London has significant potential for further growth in many of the sectors identified in the government’s Industrial Strategy Green Paper, notably creative industries, life sciences, digital and tech and – perhaps surprisingly to some – advanced manufacturing. Investing in the success of these industries in London is perfectly compatible with, indeed complementary to, the effort to nurture these industries elsewhere. Just as in other parts of the country, the growth London needs will not simply happen on its own. For example, the availability of land for both housing and commercial uses is perhaps the most fundamental constraint facing London’s economy. Densification in areas outside central London will be essential to tackling this, but can only be sustainably achieved by investing in transport connectivity. Schemes like the West London Orbital would catalyse thousands of homes and jobs, but London alone is not in a position to fund them. Alongside other city-regions, it needs a long-term funding deal with Government, and ideally greater freedom to finance investment locally, such as through land value capture mechanisms.

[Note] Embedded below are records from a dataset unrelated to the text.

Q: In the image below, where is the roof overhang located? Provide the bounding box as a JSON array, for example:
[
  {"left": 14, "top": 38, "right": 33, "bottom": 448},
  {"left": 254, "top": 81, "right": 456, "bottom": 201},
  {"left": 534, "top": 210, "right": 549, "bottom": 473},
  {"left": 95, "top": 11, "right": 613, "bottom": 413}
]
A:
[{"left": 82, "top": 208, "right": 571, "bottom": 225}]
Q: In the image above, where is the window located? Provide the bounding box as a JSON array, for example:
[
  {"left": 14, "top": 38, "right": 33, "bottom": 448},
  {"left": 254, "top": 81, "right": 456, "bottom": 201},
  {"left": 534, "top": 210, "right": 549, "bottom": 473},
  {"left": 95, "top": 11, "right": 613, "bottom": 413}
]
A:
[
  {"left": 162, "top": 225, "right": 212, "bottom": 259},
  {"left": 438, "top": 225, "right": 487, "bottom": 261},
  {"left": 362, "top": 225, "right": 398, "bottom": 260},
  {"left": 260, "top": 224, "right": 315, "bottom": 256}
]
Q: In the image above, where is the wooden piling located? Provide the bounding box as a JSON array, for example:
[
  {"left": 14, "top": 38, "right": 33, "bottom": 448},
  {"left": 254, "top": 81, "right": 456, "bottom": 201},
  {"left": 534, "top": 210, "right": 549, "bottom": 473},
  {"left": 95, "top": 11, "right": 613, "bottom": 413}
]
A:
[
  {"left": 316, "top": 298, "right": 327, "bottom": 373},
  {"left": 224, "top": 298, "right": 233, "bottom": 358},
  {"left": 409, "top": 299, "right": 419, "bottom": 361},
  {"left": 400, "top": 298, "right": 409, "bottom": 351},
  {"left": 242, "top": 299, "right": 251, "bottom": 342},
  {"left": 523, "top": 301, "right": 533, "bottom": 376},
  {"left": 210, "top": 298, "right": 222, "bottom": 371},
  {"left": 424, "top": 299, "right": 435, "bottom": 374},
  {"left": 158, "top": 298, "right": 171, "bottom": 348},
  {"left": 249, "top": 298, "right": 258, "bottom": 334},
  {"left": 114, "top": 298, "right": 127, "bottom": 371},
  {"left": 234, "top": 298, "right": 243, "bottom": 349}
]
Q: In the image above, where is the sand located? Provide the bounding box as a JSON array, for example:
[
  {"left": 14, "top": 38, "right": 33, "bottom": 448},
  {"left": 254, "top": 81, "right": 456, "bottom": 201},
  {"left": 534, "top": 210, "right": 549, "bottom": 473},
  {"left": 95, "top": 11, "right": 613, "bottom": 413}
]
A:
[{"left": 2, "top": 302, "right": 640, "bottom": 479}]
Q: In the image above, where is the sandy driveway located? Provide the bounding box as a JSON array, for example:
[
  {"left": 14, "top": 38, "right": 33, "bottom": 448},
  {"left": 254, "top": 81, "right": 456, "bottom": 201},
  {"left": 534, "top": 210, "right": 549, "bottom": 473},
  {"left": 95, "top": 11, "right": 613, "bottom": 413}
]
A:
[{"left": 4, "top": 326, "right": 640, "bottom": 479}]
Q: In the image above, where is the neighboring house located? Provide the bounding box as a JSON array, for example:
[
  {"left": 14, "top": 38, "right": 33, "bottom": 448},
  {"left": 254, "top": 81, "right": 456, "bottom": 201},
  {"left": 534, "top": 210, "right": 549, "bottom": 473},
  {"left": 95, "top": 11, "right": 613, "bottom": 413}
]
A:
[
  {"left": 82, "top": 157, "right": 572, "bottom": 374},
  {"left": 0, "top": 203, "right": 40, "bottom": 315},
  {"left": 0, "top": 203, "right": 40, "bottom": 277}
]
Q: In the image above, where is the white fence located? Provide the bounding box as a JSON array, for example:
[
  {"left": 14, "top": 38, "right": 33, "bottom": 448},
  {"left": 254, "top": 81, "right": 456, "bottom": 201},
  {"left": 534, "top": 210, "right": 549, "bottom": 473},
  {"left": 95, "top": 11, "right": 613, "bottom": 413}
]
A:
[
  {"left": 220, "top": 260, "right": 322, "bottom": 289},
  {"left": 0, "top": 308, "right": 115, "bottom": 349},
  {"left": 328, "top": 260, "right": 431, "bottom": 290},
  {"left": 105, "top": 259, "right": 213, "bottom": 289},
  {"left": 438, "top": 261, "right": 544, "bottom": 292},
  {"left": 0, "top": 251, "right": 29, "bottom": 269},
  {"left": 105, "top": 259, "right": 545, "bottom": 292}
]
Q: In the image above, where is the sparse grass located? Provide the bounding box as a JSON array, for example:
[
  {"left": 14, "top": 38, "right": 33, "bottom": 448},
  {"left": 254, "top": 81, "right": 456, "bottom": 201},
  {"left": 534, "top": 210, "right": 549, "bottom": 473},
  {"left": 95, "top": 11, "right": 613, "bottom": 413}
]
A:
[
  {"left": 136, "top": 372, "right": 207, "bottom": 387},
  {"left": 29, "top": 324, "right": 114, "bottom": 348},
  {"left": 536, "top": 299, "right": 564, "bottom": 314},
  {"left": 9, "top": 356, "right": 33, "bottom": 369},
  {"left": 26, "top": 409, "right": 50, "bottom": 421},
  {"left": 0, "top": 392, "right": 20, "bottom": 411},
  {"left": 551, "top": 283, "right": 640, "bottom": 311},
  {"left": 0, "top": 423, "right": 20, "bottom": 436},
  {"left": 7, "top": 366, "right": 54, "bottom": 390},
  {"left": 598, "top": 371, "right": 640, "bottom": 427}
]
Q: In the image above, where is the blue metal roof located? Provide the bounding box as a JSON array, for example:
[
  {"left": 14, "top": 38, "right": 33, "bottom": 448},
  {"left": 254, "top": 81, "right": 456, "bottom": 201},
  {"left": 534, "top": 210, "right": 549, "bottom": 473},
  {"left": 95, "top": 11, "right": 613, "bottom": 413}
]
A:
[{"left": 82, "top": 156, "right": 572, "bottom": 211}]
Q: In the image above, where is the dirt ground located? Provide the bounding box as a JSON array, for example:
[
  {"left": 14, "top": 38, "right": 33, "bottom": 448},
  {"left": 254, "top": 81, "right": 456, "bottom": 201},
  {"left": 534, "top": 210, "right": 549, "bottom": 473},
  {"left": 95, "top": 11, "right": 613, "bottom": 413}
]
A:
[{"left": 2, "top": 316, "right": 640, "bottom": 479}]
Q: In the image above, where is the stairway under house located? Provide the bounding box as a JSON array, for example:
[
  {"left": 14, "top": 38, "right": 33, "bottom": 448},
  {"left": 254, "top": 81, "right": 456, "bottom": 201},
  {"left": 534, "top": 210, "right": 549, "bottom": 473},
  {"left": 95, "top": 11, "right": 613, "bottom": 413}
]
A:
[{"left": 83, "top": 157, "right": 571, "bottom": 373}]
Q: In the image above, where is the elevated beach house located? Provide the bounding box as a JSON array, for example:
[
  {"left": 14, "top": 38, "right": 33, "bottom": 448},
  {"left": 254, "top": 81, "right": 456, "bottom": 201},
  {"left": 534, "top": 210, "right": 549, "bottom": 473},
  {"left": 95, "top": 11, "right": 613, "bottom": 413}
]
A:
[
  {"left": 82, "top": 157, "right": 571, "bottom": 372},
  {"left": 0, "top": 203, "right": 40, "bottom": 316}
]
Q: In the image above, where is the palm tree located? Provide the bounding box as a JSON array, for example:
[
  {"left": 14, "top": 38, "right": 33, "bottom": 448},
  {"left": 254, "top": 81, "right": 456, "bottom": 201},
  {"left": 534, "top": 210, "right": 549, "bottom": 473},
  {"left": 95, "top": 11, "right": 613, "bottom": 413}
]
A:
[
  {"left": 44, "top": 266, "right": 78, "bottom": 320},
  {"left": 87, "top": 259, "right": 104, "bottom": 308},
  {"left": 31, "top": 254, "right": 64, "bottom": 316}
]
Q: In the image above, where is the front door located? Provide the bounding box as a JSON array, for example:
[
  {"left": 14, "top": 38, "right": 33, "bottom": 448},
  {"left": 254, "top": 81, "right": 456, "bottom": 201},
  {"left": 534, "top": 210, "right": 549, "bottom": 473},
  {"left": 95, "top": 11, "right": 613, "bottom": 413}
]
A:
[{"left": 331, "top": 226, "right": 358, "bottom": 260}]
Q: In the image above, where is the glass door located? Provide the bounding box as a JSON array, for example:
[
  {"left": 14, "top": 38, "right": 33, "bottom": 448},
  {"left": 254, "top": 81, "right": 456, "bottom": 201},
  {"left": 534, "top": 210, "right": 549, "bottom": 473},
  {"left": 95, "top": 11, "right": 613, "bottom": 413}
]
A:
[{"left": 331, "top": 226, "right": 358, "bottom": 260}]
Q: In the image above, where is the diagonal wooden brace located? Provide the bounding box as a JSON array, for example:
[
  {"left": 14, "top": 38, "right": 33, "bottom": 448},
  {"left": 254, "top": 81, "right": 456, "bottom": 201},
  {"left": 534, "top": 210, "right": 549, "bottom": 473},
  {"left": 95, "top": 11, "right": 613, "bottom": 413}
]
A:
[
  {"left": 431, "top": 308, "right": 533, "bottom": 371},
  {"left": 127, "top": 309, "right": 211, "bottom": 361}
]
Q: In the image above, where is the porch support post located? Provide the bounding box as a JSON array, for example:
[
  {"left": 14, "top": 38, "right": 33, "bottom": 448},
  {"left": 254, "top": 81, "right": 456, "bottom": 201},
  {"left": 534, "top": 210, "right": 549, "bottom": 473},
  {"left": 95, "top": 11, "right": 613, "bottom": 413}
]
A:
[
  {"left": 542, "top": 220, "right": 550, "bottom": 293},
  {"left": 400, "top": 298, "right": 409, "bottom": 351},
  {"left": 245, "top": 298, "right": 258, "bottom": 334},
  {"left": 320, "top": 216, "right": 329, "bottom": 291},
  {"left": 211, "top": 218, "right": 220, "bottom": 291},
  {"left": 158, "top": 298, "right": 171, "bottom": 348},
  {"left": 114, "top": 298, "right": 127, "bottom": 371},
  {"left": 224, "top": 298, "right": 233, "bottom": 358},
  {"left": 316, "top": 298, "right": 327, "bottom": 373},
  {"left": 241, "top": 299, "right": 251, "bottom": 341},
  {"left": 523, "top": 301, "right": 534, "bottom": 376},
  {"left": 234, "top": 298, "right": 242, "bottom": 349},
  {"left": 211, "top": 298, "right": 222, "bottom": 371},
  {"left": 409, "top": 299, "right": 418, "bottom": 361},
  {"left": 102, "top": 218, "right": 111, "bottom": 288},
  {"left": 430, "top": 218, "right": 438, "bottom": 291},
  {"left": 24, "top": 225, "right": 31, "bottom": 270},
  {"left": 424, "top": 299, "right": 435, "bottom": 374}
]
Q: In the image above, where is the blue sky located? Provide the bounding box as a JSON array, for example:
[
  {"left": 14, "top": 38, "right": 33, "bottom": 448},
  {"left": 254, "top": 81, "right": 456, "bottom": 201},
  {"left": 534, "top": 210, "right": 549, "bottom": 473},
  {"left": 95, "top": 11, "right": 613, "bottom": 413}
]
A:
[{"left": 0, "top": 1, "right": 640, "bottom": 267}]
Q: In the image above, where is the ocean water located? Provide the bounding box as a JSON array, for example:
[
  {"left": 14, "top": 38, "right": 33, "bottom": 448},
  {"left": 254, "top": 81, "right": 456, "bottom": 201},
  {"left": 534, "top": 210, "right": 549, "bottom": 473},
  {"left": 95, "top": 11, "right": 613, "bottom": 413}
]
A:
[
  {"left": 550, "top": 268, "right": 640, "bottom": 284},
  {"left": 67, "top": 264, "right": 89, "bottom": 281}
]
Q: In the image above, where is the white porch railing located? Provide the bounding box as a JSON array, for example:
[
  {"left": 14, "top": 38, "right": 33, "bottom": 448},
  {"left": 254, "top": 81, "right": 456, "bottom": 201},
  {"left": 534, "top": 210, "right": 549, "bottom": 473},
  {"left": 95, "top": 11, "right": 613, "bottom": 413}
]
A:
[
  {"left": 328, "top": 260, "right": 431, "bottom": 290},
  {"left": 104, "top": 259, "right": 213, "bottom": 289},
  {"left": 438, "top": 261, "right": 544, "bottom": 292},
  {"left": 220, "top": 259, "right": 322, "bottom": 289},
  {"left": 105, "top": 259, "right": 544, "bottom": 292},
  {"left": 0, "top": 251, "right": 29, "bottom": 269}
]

Similarly, and given London’s tech ecosystem, the capital must be central to the government’s vision for AI – but to host the relevant data infrastructure (and indeed to accommodate other energy-intensive industries) alongside meeting wider decarbonisation targets, London would need urgent upgrades to national and local electricity grids. Again, despite London’s size and global importance, it is not empowered to resolve these issues on its own. There are many other examples – from certainty over economic development funding like the UK Shared Prosperity Fund, to greater control of technical skills pathways to support the industries of the future – where London experiences similar barriers to growth as those which exist elsewhere in the country, and needs similar national backing to succeed.
The London Growth Plan will provide the first real insight since the election into how the capital is considering these issues, and how the government might respond in the Industrial Strategy. London is complex – and the rest of the UK’s relationship with London is perhaps even more so. But if Government is serious about its growth mission, this is yet another area of complexity that it must embrace.